Two people can submit nearly identical trades seconds apart and end up with very different outcomes, and the reason often has nothing to do with the trade itself — it comes down to which transaction the network processes first.
The short answer
The order transactions get included within a block can change who profits and who pays more for the same underlying activity, because outcomes on many blockchain applications depend on the exact sequence of transactions within that block, not just the transactions considered individually. This sequencing effect is a core part of what’s known as maximal extractable value, or MEV.
Why order isn’t automatically first-come-first-served
Unlike a queue at a store, transactions submitted to a blockchain don’t automatically get processed in the order they were sent. They sit in a shared pool of pending transactions, and whoever assembles the next block chooses which transactions to include and in what order — often influenced by who paid a higher fee to be prioritized. That gap between submitted and actually ordered is where a lot of the interesting, and sometimes problematic, activity happens.
How ordering creates opportunities to profit
- Front-running. Seeing a pending transaction that will move a price and inserting a similar transaction ahead of it to benefit from that movement.
- Back-running. Placing a transaction immediately after a known pending one to capture a predictable effect it will cause.
- Sandwiching. Placing one transaction before and one after a target transaction, profiting from the price movement the target itself causes in between.

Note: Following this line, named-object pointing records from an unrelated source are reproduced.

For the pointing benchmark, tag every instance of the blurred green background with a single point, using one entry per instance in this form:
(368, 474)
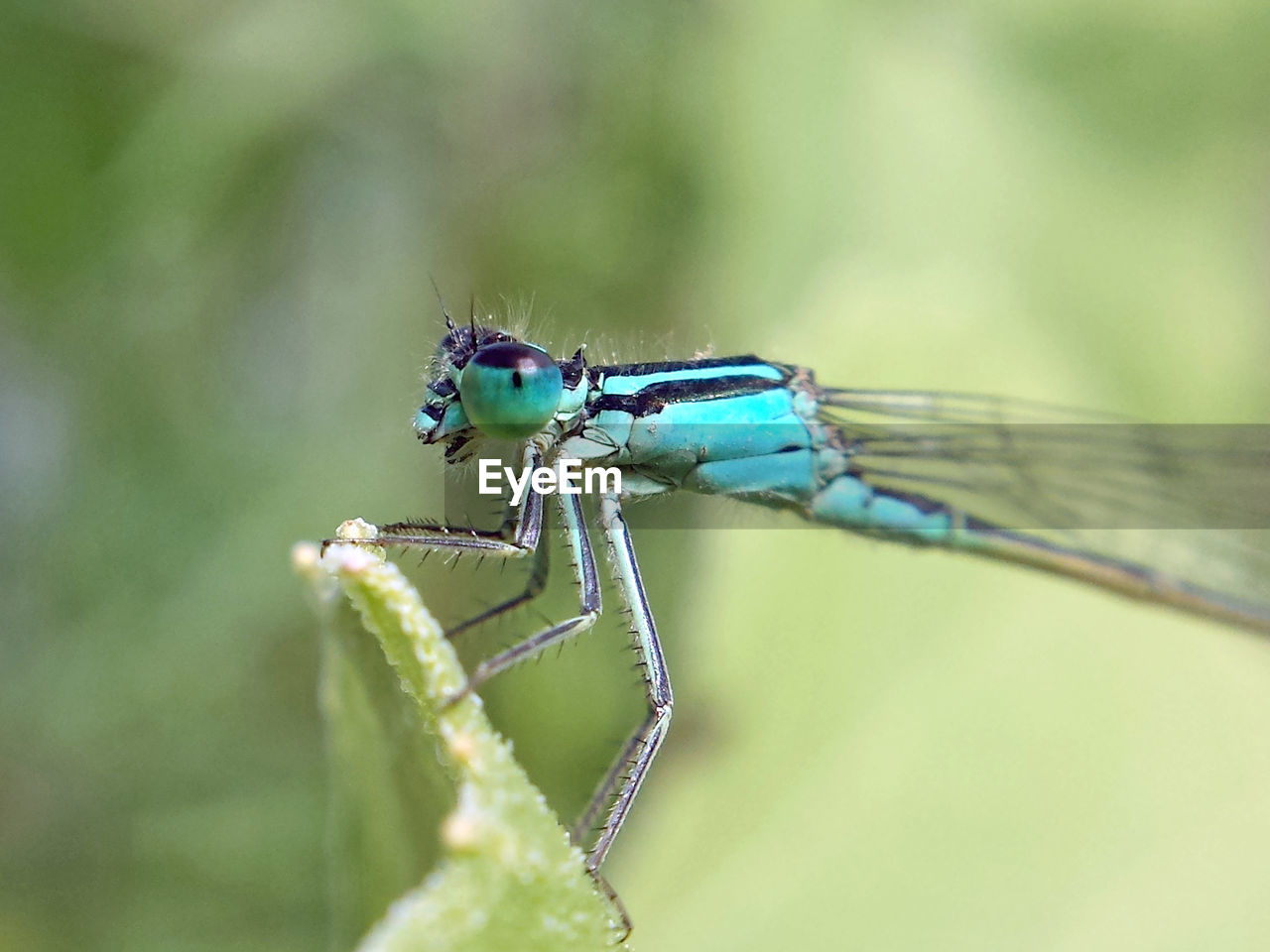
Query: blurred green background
(216, 230)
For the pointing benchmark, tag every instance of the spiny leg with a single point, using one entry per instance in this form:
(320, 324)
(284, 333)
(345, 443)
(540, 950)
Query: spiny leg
(534, 587)
(625, 777)
(588, 602)
(517, 537)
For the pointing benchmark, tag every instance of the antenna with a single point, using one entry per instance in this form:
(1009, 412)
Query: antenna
(449, 322)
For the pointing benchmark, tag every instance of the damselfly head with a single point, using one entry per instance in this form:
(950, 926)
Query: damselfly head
(486, 384)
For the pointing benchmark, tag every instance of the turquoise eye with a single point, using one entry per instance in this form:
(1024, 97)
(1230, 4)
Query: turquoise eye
(509, 390)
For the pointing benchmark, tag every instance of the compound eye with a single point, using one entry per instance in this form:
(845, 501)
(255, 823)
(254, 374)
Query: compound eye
(511, 390)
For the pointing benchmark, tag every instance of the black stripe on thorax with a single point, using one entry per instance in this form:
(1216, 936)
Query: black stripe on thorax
(653, 398)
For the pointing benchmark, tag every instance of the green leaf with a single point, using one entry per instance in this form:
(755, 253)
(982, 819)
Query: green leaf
(507, 876)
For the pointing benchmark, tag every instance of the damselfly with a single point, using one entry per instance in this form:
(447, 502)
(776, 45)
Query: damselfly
(1176, 516)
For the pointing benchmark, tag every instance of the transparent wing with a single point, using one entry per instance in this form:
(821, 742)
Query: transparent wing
(1188, 504)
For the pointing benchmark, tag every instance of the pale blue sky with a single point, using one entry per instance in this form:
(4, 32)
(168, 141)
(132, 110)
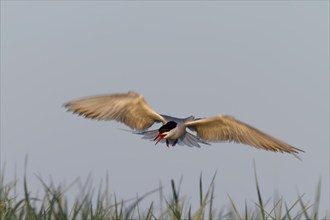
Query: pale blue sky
(266, 63)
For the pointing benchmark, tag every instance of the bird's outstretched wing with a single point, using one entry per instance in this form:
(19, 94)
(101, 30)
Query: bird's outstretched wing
(227, 128)
(129, 108)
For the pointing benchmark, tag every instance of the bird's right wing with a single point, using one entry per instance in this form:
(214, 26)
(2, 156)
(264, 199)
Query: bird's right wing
(129, 108)
(227, 128)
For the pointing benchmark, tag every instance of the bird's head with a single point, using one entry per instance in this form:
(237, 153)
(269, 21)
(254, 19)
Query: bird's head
(164, 130)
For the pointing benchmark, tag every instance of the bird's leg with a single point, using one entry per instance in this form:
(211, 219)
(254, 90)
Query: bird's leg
(167, 143)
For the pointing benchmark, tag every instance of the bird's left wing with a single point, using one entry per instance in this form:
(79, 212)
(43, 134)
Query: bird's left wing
(129, 108)
(227, 128)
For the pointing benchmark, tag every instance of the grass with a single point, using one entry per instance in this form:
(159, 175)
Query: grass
(54, 205)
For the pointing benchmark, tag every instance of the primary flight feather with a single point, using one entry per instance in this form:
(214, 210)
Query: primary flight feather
(132, 109)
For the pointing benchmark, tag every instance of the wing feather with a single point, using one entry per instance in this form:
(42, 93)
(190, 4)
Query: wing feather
(227, 128)
(129, 108)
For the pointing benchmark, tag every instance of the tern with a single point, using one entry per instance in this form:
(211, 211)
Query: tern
(132, 109)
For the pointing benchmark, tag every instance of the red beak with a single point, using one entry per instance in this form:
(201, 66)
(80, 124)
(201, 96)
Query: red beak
(159, 138)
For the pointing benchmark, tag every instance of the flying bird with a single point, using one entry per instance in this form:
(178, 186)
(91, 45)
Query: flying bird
(132, 109)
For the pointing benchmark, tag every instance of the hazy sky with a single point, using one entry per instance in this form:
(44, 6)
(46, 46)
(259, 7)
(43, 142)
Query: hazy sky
(266, 63)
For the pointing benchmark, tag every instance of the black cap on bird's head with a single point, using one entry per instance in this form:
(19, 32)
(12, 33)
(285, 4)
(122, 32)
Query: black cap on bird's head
(167, 127)
(163, 130)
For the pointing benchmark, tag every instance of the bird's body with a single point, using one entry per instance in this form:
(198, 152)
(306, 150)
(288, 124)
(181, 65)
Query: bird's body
(132, 109)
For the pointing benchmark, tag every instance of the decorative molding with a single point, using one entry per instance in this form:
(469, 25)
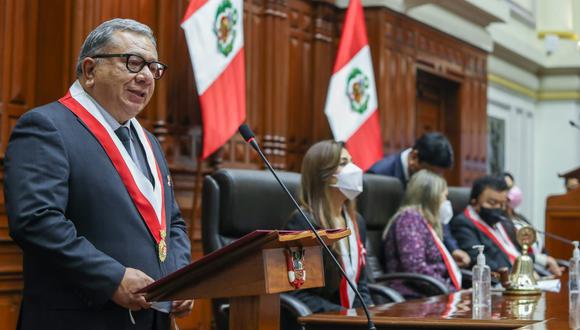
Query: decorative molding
(499, 104)
(541, 95)
(512, 85)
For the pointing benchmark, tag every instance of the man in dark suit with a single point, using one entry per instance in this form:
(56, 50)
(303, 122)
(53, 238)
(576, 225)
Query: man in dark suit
(432, 151)
(89, 196)
(484, 222)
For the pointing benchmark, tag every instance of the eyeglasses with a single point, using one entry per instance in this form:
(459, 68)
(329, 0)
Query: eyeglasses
(136, 63)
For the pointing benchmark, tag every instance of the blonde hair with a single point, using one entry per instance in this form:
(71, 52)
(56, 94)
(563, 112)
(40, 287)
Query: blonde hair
(424, 195)
(318, 168)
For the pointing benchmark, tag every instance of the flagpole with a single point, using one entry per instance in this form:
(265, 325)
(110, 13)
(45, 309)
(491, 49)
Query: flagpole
(196, 194)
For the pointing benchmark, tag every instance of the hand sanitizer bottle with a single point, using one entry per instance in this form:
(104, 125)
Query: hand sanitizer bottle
(573, 290)
(574, 271)
(481, 286)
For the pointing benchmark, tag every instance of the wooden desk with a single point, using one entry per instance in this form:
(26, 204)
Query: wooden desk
(546, 312)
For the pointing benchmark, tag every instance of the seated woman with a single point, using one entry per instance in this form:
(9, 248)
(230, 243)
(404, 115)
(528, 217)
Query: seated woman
(515, 198)
(413, 237)
(330, 184)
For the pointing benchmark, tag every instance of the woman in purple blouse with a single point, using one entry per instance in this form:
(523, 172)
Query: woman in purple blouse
(412, 238)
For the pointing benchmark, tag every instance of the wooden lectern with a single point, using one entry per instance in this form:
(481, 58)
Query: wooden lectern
(252, 272)
(563, 219)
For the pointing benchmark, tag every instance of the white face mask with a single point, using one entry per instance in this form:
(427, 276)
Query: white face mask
(445, 212)
(349, 181)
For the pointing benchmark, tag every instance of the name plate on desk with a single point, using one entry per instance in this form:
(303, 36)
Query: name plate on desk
(255, 264)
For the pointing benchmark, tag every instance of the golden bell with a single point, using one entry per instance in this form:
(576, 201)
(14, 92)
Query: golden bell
(522, 281)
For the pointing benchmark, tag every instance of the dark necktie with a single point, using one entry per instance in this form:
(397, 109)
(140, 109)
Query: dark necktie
(124, 135)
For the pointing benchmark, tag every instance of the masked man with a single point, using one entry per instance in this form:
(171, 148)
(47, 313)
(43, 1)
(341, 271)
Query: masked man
(484, 222)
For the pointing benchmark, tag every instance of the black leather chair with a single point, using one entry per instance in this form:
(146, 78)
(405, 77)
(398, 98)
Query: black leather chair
(378, 202)
(236, 202)
(459, 198)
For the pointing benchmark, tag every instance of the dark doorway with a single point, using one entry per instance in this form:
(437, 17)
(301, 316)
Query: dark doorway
(437, 111)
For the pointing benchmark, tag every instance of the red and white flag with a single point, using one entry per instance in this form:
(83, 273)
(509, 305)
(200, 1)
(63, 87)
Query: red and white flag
(351, 102)
(214, 32)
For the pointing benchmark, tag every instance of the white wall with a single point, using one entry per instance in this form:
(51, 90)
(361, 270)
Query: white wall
(557, 150)
(518, 113)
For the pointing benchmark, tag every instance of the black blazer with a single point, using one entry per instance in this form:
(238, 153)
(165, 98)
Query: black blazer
(327, 298)
(390, 165)
(467, 235)
(77, 226)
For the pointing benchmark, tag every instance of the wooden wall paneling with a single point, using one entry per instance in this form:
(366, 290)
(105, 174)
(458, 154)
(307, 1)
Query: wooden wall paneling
(276, 71)
(3, 49)
(19, 63)
(325, 44)
(300, 84)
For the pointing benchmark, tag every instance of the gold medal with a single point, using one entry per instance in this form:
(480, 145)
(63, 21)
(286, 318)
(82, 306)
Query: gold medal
(162, 247)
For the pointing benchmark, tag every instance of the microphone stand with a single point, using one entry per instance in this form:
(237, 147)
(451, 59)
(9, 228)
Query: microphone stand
(249, 137)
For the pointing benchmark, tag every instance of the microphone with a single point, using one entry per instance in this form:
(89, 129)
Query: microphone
(554, 236)
(248, 135)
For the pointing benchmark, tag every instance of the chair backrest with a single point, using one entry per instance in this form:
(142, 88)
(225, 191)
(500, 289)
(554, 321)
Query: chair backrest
(459, 198)
(236, 202)
(377, 203)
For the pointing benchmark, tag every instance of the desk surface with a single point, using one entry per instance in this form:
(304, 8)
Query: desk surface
(548, 311)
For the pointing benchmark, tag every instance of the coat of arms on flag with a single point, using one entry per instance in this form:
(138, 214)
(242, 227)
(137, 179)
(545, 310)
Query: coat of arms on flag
(357, 90)
(225, 22)
(214, 31)
(352, 102)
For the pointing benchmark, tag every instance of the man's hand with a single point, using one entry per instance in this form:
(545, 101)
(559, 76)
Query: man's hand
(181, 308)
(133, 281)
(461, 258)
(553, 267)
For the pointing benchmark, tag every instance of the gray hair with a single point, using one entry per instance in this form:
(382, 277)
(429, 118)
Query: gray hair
(423, 194)
(102, 35)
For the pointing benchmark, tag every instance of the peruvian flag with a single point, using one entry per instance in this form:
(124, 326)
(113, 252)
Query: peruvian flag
(215, 37)
(351, 102)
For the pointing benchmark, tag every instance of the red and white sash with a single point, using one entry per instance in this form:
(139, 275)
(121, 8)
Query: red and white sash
(352, 262)
(452, 268)
(497, 234)
(149, 199)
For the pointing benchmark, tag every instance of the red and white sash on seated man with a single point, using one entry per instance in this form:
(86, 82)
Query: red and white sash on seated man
(496, 233)
(452, 268)
(352, 261)
(148, 198)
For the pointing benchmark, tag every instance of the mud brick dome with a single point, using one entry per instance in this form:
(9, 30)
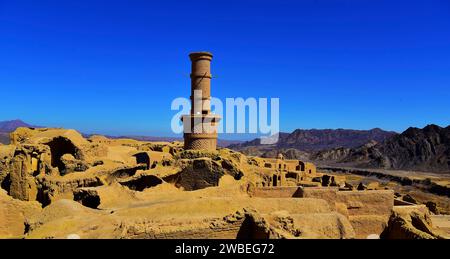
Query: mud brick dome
(200, 126)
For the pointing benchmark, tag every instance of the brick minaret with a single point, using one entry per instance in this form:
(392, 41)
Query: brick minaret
(200, 126)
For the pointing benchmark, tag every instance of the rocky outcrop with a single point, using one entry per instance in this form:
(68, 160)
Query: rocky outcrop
(410, 222)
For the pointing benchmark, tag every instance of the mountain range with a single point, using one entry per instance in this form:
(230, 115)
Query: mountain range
(426, 149)
(316, 140)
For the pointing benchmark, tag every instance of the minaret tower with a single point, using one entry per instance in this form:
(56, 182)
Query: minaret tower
(200, 126)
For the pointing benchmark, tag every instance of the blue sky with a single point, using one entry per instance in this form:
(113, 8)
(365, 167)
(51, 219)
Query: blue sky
(114, 67)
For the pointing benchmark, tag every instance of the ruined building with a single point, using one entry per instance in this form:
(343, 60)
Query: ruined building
(200, 126)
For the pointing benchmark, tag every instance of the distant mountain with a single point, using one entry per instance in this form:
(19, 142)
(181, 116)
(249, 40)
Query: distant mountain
(316, 140)
(426, 149)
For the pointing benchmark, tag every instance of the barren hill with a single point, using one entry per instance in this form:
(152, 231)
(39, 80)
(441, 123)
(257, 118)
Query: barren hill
(426, 149)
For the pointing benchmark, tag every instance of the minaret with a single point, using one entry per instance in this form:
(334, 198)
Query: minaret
(200, 127)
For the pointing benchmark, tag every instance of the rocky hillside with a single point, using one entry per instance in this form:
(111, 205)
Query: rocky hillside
(9, 126)
(314, 140)
(426, 149)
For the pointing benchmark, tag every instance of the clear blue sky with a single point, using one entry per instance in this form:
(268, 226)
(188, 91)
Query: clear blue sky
(115, 66)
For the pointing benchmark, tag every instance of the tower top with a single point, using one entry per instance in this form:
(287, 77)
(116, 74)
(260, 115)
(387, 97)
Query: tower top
(199, 54)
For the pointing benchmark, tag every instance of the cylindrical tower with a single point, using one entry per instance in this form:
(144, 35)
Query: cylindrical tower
(201, 79)
(200, 127)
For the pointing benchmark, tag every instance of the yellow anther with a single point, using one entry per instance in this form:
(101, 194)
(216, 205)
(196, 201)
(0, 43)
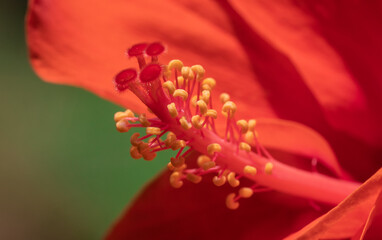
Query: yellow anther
(249, 137)
(193, 178)
(224, 97)
(243, 125)
(199, 71)
(211, 113)
(134, 139)
(245, 192)
(230, 202)
(134, 153)
(120, 115)
(175, 180)
(148, 155)
(229, 107)
(122, 125)
(268, 168)
(231, 177)
(210, 82)
(219, 181)
(181, 93)
(177, 162)
(193, 100)
(143, 119)
(180, 81)
(153, 130)
(195, 120)
(178, 144)
(213, 148)
(205, 162)
(183, 122)
(170, 139)
(206, 96)
(175, 64)
(172, 110)
(202, 106)
(169, 86)
(245, 146)
(249, 170)
(251, 124)
(185, 71)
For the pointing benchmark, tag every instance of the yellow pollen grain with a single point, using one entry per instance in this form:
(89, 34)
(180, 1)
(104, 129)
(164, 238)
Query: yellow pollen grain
(175, 180)
(251, 124)
(193, 178)
(244, 146)
(230, 202)
(202, 106)
(219, 181)
(153, 130)
(134, 153)
(175, 64)
(243, 125)
(268, 168)
(169, 86)
(122, 126)
(199, 71)
(245, 192)
(172, 110)
(213, 148)
(181, 93)
(249, 170)
(224, 97)
(195, 120)
(249, 137)
(211, 113)
(183, 122)
(229, 107)
(210, 82)
(231, 177)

Each of these depends entirely on controlling or predicting order, not on having better information about the underlying asset.
Why this matters beyond trading
Transaction ordering also affects how liquidations get processed in lending markets, how oracle price updates interact with trades that depend on them — which is part of why flash-loan attacks that manipulate a price within a single transaction are possible — and even how governance votes or time-sensitive contract calls get resolved when several arrive in the same block. Anywhere an outcome depends on what happened just before it, ordering becomes a variable worth exploiting.
What’s being done about it
Various approaches have been proposed and adopted to reduce the impact of ordering manipulation, including private transaction routing that hides pending trades from public view until they’re included, and auction-based systems where the right to order a block’s transactions is sold in a transparent process rather than left to informal competition. None of these fully eliminate the underlying dynamic, since as long as blockchains process transactions in discrete batches with some party choosing the order, there will be an incentive to influence that choice.
Putting it together
Ordering matters because blockchains process transactions in batches rather than truly one at a time, and whoever controls that batch’s sequence can meaningfully affect outcomes without changing anything about the transactions themselves. Recognizing that the order of execution is its own variable — separate from price, timing, or intent — helps explain a category of cost and risk that doesn’t show up in a typical transaction summary.